Böylece bir dönem ülkede ta­sarruf alışkanlık ve terbiyesini geliştirmek için kullanılan bu uygulama, bankacılık sektörüne getirdiği maliyetlerden ve ortaya çıkardığı diğer sorunlardan do­layı terk edildi.

Bankaların ikramiye ve yıl­başı çekilişleri, zorunlu neden­lerden dolayı kaldırıldı; ama böylece, gündelik yaşamımızda­ki ilginç renklerden biri de eksil­miş oldu. Dönemin basınına yansıyan haber ve fotoğrafların­da, bu uygulamaların, o yıllar­daki oldukça 'soluk' sosyal ya­şantımızın nasıl da renkli bir parçası olduğunu görmek müm­kündür.
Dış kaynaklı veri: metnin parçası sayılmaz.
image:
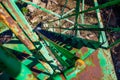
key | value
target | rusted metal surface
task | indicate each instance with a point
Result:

Örneğin, Spor ve Sergi Sarayı'nda sunuculuğunu Orhan Boran'ın yaptığı, radyodan da canlı olarak yayımlanan çekiliş programları, 60'lı yılların belli başlı eğlencelerinden birisiydi!

 

 

Yıl 1960:

31 Ocak Pazar günü, Spor ve Sergi Sarayı'nda dört binden fazla 'müşterisi huzurunda' Yapı Kredi Bankası, 'apartman dairesi' çekilişlerini yaptırıyor: 20 kişi birer apartman dairesi, bir kişi 100 bin lira, 2 kişi 50'şer bin lira kazanacaklar.